SLAF marker identification and genotyping were performed using procedures described by Sun et al.21. Briefly, low-quality reads with Q (quality score) <20e (‘e’ represents base sequencing error rate, Q = −10*log10e) were filtered out and then raw reads were sorted to each progeny according to duplex barcode sequences. After the barcodes and the terminal 5-bp positions were trimmed from each high-quality read, clean reads were clustered by similarity above 90%. Sequences clustered together were defined as one SLAF locus34. Single nucleotide polymorphism (SNP) loci of each SLAF locus were then detected between parents, and SLAFs with more than eight SNPs were filtered out to avoid affecting the accuracy of the genetic linkage map, because such regions were considered to be the high frequency variability regions. Alleles of each SLAF locus were then defined according to parental reads, while for each offspring the reads were used to define alleles. Only SLAFs with two to four alleles were identified as polymorphic and considered potential markers. Based on SNP genotypes of SLAF marker, polymorphic markers could be converted to different segregation patterns, and the five patterns (ab × cd, ef × eg, hk × hk, lm × ll, nn × np) could be used in linkage map construction for the full-sib family. All polymorphic SLAFs loci were genotyped with consistency in the parental and offspring SNP loci. Genotype scoring was then performed using a Bayesian approach to further ensure the genotyping quality21.

Genetic linkage map construction

To ensure efficient construction of the high-quality map, a newly developed HighMap strategy was utilized to order markers and correct genotyping errors within LGs35. Marker loci were partitioned primarily into linkage groups (LGs) by the modified logarithm of odds (MLOD) scores >5. Firstly, recombinant frequencies and LOD scores were calculated by two-point analysis, which were applied to infer linkage phases. Then, enhanced gibbs sampling, spatial sampling and simulated annealing algorithms were combined to conduct an iterative process of marker ordering36, 37. Once a stable map order was obtained after 3–4 cycles, we turned to the next map building round. A subset of currently unmapped markers was selected and added to the previous sample with a decreased sample radius. The mapping algorithm was repeated until all the markers were mapped appropriately. The error correction strategy of SMOOTH was then conducted according to the parental contribution of genotypes38, and a k-nearest neighbor algorithm was applied to impute missing genotypes39. Map distances were estimated using the Kosambi mapping function40.

The estimated genome size (Ge) was calculated using two methods described by Yu et al.10. Briefly, the average marker interval(s) was calculated by dividing the total length of each linkage group by the number of intervals. Genome estimation size 1 (Ge1) was calculated by adding 2 s to the length of each linkage group41. Genome estimation size 2 (Ge2) was determined by taking the total length of the linkage groups multiplied by the factor (m + 1)/(m − 1), where m is the number of loci on each linkage group42. The average of the two estimated genome sizes was the final estimated genome size. The observed genome length was the summed length of all linkage groups. The map coverage was calculated by observed genome length/the estimated genome size.

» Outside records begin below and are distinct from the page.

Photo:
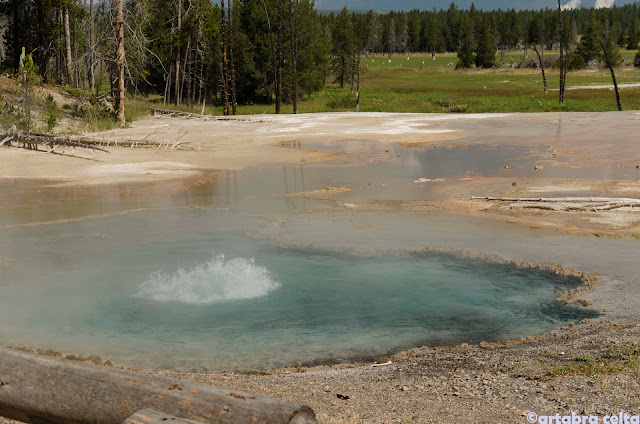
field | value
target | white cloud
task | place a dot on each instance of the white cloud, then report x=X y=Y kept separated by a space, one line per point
x=573 y=4
x=604 y=3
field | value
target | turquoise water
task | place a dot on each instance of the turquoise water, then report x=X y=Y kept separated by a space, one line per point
x=189 y=289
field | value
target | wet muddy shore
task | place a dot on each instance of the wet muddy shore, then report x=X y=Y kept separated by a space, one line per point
x=590 y=368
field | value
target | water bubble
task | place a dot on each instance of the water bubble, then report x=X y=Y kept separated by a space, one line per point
x=216 y=280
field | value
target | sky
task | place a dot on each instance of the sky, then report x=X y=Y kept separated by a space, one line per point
x=463 y=4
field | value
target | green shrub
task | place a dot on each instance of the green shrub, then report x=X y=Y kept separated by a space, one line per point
x=52 y=112
x=347 y=101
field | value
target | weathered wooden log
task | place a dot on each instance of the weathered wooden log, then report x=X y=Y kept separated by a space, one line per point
x=190 y=115
x=149 y=416
x=38 y=389
x=52 y=141
x=49 y=140
x=608 y=200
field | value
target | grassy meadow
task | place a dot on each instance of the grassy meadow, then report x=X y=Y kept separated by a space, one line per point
x=419 y=84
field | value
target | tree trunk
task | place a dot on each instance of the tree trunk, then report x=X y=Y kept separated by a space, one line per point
x=613 y=75
x=59 y=59
x=353 y=67
x=225 y=69
x=67 y=44
x=294 y=51
x=562 y=64
x=92 y=52
x=358 y=86
x=544 y=77
x=279 y=60
x=232 y=66
x=179 y=27
x=119 y=30
x=184 y=71
x=42 y=58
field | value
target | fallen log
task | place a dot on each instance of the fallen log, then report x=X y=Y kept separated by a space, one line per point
x=149 y=416
x=559 y=199
x=190 y=115
x=38 y=389
x=50 y=141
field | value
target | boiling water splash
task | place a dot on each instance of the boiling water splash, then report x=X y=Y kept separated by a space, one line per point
x=213 y=281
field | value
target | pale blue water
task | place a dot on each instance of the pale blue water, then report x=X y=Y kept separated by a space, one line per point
x=189 y=289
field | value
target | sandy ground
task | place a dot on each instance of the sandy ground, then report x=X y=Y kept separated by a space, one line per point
x=489 y=383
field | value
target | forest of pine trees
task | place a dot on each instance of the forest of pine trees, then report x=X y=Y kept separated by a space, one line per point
x=233 y=52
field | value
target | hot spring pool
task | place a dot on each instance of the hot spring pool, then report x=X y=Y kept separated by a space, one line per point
x=188 y=289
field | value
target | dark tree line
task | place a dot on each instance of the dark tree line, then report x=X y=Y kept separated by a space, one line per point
x=276 y=51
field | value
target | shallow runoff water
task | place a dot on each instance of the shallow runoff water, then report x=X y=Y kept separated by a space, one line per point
x=194 y=288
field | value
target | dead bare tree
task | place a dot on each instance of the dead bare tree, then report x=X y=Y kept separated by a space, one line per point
x=231 y=64
x=544 y=77
x=562 y=64
x=225 y=69
x=279 y=60
x=613 y=74
x=177 y=66
x=92 y=52
x=293 y=12
x=118 y=6
x=67 y=44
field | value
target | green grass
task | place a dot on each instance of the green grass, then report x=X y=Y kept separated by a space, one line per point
x=421 y=84
x=623 y=357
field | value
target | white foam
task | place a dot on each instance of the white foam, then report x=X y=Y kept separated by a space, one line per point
x=216 y=280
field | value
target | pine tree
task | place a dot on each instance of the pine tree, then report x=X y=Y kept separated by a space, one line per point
x=485 y=49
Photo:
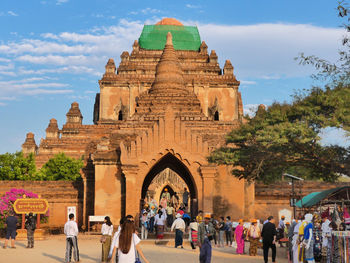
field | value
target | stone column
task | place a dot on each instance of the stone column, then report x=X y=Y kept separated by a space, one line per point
x=132 y=190
x=208 y=174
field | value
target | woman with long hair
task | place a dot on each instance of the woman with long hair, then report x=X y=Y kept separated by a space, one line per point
x=127 y=244
x=239 y=238
x=106 y=231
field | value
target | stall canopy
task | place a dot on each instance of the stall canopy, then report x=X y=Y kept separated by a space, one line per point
x=334 y=195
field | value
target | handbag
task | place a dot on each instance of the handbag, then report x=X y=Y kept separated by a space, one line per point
x=103 y=239
x=137 y=256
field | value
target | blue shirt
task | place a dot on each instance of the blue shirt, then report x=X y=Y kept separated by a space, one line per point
x=307 y=231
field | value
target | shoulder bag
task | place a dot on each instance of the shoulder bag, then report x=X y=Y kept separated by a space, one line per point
x=137 y=256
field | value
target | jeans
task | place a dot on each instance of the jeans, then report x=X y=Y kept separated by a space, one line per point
x=266 y=246
x=71 y=243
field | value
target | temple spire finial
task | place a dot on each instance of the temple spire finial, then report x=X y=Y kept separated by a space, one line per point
x=169 y=39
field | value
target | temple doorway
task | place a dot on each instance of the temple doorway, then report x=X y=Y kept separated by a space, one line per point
x=171 y=174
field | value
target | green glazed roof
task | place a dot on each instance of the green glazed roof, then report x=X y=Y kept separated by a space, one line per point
x=153 y=37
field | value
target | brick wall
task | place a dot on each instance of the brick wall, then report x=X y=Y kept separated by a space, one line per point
x=60 y=195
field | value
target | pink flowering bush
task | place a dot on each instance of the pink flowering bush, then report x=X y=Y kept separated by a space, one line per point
x=6 y=203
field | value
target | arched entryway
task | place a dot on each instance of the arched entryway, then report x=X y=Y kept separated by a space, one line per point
x=169 y=161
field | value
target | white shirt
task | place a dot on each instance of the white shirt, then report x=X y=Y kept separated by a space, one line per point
x=159 y=220
x=130 y=256
x=107 y=230
x=179 y=223
x=114 y=240
x=71 y=229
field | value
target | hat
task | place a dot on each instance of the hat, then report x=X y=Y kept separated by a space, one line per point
x=207 y=215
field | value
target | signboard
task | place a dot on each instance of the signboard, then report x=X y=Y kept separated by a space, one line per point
x=31 y=205
x=72 y=210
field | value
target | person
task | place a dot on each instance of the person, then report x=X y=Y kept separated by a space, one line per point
x=159 y=221
x=228 y=231
x=170 y=215
x=30 y=226
x=116 y=234
x=179 y=226
x=11 y=226
x=71 y=231
x=144 y=225
x=166 y=196
x=215 y=224
x=106 y=239
x=280 y=230
x=254 y=237
x=269 y=239
x=199 y=217
x=205 y=235
x=175 y=200
x=193 y=233
x=127 y=244
x=151 y=215
x=239 y=238
x=185 y=197
x=221 y=227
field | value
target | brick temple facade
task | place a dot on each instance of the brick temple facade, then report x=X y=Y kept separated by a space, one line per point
x=157 y=118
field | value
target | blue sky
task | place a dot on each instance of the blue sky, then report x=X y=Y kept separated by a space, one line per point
x=53 y=52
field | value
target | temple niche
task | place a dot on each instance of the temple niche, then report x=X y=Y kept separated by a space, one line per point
x=157 y=117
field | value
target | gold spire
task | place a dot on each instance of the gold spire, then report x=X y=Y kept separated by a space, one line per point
x=169 y=79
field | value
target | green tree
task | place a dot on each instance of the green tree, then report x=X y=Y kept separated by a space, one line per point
x=62 y=168
x=285 y=137
x=14 y=166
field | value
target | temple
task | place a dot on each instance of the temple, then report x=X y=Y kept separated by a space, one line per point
x=157 y=118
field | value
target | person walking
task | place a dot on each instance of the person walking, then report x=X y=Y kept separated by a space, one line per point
x=127 y=245
x=30 y=227
x=193 y=233
x=239 y=237
x=170 y=211
x=185 y=197
x=254 y=237
x=179 y=226
x=221 y=227
x=205 y=235
x=269 y=239
x=71 y=231
x=106 y=238
x=144 y=225
x=159 y=221
x=11 y=227
x=228 y=231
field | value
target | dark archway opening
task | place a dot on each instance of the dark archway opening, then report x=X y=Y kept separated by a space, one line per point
x=170 y=161
x=216 y=116
x=120 y=116
x=170 y=190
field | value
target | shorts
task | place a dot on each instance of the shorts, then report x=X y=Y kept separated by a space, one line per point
x=11 y=233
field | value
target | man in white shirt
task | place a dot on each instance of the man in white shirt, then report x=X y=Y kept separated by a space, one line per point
x=179 y=226
x=71 y=231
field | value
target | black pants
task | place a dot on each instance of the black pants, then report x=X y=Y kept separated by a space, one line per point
x=266 y=246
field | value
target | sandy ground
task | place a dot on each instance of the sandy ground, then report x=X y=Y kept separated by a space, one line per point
x=53 y=249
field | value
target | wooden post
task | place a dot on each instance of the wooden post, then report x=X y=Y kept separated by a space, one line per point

The method used to estimate the ratio of female/male recombination rate has been previously described10. Briefly, the common informative markers between the female and male maps were extracted. The map length for each linkage group containing the common markers was calculated separately. Sex differences were represented by the female map length divided by male marker length between the common markers.

Integration of linkage map, genomic scaffolds/contigs and transcriptome unigenes

The reference transcriptome was de novo assembled using the raw reads from our previous work1, 5, 43. The clean reads were assembled by Trinity as described previously44, followed by TIGR Gene Indices clustering tools (TGICL)45. The longest assembled sequences were referred to as contigs. The reads were then mapped back to contigs with paired-end reads to detect contigs from the same transcript and the distances between these contigs. Finally, sequences were obtained that lacked Ns (reads with ambiguous bases N) and could not be extended on either end [30]. Such sequences were defined as unigenes. The unigenes were annotated via public databases by BlastX via an E-value cut-off of 1.0 × 10−5. Public databases used in this study included the GenBank nr database hosted by NCBI (http://www.ncbi.nlm.nih.gov/), the Swiss-Prot database (http://web.expasy.org/docs/swiss-prot_guideline.html), the Kyoto Encyclopedia of Genes and Genomes (KEGG) and the Clusters of Orthologous Groups (COG) (http://www.ncbi.nlm.nih.gov/COG/).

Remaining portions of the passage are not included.